Loan modification companies are everywhere. And just like any business, you may come across one or two companies whose sole motivation is to scam you out of your money. Here are some of the things you should ask them before you sign the dotted line.

Background and experience

First, ask how long they’ve been in the loan modification business.

Experts are made, not born. And in most cases, it takes years to become one. It takes experience to learn the ins and outs of the loan modification process. Businesses just starting out may lack the knowledge and skill to come up with different strategies to help you get the fix you want.

Second, ask if they have strong home loan experience.

This is always a good question because the person has to be an expert in all aspects of mortgage lending. When the company has enough experience, in most cases half the battle is won.

Third, get references.

Your clients will be the best resource for how competent you are in handling the case. Don’t settle for testimonials. Ask the names of these people and call them.

Credentials

First, ask if they are registered with the Department of Registered Loan Modification Companies.

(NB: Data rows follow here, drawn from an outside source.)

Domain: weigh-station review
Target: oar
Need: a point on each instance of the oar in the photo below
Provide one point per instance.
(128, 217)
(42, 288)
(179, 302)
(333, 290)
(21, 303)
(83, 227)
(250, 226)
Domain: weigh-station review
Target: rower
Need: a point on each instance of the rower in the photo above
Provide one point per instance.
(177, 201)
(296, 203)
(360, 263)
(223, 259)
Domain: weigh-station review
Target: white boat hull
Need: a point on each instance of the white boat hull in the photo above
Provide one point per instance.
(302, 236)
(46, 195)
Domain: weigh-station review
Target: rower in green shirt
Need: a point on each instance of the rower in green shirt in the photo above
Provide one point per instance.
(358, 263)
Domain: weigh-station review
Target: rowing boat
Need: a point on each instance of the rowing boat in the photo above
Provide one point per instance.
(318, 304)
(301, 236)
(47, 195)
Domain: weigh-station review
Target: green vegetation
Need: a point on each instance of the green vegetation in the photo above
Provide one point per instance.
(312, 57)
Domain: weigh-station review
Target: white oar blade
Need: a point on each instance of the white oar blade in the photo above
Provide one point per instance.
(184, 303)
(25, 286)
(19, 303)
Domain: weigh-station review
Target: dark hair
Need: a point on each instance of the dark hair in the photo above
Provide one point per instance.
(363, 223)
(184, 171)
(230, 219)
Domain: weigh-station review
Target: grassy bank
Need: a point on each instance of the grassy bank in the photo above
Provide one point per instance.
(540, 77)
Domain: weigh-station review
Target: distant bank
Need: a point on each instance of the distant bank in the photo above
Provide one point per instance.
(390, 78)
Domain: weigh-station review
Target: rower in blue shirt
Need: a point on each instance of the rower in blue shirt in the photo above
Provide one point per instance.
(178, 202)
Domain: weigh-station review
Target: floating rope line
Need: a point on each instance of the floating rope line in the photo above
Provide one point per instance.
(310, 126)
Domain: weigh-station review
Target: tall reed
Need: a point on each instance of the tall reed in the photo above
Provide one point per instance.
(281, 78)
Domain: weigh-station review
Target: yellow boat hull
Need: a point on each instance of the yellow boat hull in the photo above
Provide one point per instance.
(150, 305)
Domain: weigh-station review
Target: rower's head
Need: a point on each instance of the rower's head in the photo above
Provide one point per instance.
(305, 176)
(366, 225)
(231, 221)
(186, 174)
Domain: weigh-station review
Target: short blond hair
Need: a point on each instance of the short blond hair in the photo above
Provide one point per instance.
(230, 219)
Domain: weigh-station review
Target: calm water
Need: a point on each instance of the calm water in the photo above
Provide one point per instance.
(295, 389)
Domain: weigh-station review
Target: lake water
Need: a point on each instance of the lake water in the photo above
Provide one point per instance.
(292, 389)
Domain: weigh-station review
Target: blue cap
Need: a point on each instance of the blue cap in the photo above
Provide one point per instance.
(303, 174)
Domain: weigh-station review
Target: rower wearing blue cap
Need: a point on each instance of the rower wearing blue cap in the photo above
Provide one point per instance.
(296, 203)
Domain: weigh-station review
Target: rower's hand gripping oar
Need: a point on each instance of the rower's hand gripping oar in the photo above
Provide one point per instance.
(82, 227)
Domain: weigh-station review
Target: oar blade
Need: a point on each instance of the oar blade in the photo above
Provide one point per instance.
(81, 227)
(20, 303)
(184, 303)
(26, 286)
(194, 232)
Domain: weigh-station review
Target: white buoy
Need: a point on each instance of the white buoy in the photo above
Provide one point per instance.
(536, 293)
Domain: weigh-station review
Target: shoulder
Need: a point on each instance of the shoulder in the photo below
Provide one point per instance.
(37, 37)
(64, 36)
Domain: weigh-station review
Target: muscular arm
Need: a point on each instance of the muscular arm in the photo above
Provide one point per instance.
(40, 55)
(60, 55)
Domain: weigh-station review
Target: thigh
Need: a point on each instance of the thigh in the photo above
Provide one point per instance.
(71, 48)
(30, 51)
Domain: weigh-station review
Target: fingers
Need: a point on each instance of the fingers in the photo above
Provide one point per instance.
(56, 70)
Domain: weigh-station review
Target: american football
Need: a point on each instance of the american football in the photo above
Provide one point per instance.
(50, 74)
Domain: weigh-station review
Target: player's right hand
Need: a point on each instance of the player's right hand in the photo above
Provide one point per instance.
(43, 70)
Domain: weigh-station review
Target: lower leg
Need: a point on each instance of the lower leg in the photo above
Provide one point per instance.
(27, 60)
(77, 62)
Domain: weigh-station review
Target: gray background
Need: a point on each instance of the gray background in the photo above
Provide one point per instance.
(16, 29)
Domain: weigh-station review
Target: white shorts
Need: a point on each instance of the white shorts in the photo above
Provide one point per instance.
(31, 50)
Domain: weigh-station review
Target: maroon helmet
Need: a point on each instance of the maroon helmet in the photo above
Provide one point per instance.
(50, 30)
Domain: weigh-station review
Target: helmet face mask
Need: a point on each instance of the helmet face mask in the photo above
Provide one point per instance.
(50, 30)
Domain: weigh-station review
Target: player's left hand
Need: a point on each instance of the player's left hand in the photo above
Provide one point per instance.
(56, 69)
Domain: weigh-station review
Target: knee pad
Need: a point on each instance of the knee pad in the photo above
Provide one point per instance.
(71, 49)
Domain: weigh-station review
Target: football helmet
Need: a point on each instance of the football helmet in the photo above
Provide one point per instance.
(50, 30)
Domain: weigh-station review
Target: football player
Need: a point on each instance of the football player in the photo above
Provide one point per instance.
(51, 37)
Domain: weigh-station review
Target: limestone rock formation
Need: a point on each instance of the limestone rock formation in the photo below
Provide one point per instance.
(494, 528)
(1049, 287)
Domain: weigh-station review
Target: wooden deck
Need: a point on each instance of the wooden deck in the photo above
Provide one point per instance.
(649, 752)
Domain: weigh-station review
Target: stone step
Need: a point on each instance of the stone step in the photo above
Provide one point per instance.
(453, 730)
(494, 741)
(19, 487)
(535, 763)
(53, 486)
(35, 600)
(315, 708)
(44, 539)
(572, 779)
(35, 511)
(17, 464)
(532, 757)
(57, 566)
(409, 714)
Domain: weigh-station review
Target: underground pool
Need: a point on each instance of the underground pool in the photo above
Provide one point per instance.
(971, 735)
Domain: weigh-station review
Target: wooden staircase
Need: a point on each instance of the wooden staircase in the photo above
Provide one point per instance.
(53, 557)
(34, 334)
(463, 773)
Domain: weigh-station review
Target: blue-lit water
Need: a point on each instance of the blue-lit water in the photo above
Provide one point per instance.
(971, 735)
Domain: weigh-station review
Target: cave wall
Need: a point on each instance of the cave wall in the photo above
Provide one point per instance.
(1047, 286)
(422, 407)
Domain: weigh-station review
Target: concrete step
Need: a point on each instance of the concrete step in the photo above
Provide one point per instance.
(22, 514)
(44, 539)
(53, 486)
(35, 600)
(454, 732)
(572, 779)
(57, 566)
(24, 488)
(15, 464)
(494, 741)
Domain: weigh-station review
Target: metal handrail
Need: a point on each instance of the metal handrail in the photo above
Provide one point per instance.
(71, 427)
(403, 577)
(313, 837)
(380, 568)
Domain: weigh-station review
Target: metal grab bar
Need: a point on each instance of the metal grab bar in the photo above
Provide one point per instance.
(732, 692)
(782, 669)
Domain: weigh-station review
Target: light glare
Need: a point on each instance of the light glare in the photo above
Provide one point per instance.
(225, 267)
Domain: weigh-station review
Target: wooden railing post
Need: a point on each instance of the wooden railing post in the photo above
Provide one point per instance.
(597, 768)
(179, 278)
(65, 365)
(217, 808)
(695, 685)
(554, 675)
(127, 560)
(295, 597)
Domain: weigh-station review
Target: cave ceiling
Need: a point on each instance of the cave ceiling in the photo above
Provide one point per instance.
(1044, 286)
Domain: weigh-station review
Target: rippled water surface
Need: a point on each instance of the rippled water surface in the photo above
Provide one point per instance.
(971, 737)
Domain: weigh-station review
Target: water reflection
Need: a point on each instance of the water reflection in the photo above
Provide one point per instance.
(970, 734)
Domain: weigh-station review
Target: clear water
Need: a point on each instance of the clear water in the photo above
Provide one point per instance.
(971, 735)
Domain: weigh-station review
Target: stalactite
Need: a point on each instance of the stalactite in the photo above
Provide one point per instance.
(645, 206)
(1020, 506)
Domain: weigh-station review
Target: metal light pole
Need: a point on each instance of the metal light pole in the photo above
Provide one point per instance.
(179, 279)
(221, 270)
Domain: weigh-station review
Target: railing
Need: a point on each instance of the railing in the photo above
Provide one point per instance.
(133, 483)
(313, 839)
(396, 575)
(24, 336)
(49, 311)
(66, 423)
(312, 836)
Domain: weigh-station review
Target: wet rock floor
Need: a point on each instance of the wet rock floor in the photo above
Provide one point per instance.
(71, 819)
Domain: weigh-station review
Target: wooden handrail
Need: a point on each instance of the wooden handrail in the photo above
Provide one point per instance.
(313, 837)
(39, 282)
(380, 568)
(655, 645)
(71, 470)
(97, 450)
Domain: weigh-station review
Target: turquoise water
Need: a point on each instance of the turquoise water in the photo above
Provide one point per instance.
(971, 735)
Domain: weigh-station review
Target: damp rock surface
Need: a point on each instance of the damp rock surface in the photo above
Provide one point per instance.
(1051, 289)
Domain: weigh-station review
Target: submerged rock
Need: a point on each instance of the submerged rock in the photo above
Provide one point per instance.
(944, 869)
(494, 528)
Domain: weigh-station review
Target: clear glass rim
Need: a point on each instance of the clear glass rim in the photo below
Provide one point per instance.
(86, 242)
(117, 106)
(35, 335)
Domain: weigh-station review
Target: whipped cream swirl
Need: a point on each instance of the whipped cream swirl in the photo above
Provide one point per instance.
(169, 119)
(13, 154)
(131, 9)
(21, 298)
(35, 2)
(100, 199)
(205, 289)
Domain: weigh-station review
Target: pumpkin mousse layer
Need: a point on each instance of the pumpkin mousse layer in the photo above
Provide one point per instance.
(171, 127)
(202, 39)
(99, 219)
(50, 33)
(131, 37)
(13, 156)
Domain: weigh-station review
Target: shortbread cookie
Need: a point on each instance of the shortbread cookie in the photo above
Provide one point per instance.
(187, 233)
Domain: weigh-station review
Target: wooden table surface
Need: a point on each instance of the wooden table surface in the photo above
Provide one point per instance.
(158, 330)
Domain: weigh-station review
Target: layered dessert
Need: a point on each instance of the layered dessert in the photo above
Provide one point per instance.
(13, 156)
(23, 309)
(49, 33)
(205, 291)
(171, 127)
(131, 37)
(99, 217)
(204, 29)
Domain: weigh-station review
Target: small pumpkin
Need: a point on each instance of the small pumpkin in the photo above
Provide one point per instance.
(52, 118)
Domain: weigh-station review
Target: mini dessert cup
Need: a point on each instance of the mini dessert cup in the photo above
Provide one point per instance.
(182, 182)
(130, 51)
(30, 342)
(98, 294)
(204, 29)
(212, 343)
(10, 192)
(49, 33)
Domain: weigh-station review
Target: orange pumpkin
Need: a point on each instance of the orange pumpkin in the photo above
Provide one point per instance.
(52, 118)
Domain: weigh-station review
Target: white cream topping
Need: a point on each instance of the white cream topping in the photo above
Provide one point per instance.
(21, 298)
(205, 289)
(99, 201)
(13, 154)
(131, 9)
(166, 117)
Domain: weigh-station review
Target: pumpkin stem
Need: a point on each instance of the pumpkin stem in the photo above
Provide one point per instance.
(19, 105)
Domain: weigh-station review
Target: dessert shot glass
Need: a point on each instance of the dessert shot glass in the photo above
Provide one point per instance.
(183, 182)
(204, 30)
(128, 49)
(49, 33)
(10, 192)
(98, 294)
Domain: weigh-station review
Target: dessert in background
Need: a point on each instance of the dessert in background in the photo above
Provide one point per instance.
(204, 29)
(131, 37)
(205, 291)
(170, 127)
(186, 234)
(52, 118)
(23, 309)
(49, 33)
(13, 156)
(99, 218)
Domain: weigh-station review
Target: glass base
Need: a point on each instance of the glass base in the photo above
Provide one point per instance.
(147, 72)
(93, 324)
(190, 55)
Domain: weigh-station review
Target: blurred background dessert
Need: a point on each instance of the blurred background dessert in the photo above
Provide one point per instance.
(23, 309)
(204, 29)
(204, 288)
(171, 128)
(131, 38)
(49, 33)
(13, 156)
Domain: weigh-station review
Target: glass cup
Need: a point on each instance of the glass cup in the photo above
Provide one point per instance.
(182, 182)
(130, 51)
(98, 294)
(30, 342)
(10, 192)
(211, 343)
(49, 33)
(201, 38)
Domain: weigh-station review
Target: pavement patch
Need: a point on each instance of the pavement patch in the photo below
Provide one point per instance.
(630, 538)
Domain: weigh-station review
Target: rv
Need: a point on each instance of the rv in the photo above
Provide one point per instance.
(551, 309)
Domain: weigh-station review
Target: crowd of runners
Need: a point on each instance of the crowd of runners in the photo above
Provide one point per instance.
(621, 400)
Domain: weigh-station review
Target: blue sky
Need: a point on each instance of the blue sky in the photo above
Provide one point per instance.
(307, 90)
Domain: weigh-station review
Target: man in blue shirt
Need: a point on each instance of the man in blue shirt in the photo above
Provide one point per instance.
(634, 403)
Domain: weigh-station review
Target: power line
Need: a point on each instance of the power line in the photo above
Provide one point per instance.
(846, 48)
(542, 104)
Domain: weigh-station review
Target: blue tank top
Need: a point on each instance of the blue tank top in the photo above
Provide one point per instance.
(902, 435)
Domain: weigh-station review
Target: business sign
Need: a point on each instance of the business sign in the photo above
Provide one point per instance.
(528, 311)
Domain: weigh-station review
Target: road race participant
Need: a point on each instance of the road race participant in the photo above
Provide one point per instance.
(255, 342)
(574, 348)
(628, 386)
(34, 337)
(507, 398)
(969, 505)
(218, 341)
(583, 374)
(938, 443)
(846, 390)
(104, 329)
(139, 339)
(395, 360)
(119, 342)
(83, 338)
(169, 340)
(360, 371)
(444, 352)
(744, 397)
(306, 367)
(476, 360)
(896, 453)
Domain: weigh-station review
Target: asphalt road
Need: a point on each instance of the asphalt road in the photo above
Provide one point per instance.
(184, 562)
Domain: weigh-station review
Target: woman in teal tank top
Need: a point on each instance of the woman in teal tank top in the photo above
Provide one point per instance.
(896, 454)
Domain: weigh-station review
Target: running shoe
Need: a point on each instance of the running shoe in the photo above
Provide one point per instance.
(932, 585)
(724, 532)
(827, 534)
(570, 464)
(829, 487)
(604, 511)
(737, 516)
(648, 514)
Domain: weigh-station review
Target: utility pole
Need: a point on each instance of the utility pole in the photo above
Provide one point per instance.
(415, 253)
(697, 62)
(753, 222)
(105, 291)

This government agency is the only one that handles loan modification companies. They have strict standards, and being registered and properly licensed by this department is a privilege in itself.

Second, ask if they have experience in forensic auditing.
Your company must be adept at forensic audit analysis because an estimated 4 out of 5 loans contain state and federal violations. Make sure your company is an expert in identifying specific crimes.

Legality

Ask them if they are a lawyer based company. More complex negotiations require the expertise of a lawyer, so make sure they have good lawyers on board.

Policies

First, ask if they give written guarantees and if they don’t have back-end fees. Most modification companies provide free advice at the beginning of the evaluation. They shouldn’t charge you a lot of money at the beginning of the meeting.

Second, ask them if they have convicted employees. Background checks are important. If you come across employees with criminal records, get another one.

Third, make sure the loan modification processing is in-house or outsourced. This is something you should ask because it can tell you if the company is just acting as a middleman or just for a referral fee only.

If they say internally, check them out with the state bar. If the loan modification uses attorneys outside the firm, then it can be a telltale sign that they are acting as soliciting agents for an illegal law firm.

Fourth, check if they give any guarantee. If your company offers a guarantee that you’ll get it, be careful. No one really knows what will happen. They can help you get in the door, but what happens next is anyone’s ballgame.

Fifth, ask what their costs are and ask them to put it in writing. Most companies charge a flat fee or a fee based on a sliding scale that depends on the amount of the renegotiated payment or the amount of your first payment. They should give you a specific breakdown; if they don’t, forget about them. A loan modification fee must not exceed $2,500.

Loan modification is an important process that requires tremendous effort from only the best people in the business. Make sure you hire the best people who will collaborate with you in achieving your goals.